- Dissolved: 1957
- Merged into: Democratic Labour Party

= Trinidad Labour Party =

Political party in Trinidad and Tobago

The Trinidad Labour Party was a political party in Trinidad and Tobago. Formed in 1934 when the Trinidad Workingmen's Association changed its name, it was the country's first party.

==History==
The party was originally a trade union named the Trinidad Workingmen's Association. Its leader Arthur Andrew Cipriani was elected to the Legislative Council in the 1925 elections. It was renamed the Trinidad Labour Party in 1934, becoming the country's first political party. The party's ambition was to reform the colony's system from within through a series of gradual improvements for workers. However, economic problems caused by the Great Depression made progress difficult. The Butler Party was established by the more radical Tubal Uriah Butler, and took over from the TLP as the main voice of the islands' workers. The Butler Party supported strikes and riots in the 1930s, whilst the Labour Party opposed them.

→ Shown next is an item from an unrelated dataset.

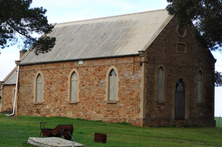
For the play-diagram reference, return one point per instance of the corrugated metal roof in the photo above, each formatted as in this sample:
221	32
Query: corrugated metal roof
103	37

In the 1946 general elections, the first held under universal suffrage, the Labour Party received just 1.1% of the vote and failed to win a seat. In the 1950 elections its vote share rose to 7.9% and it won two seats. For the 1956 elections it ran as the Trinidad Labour Party-National Development Party and retained both seats. In 1957 it merged into the Democratic Labour Party.

The party was resurrected for the 1981 elections, but received just 34 votes and failed to win a seat. It did not contest any further elections.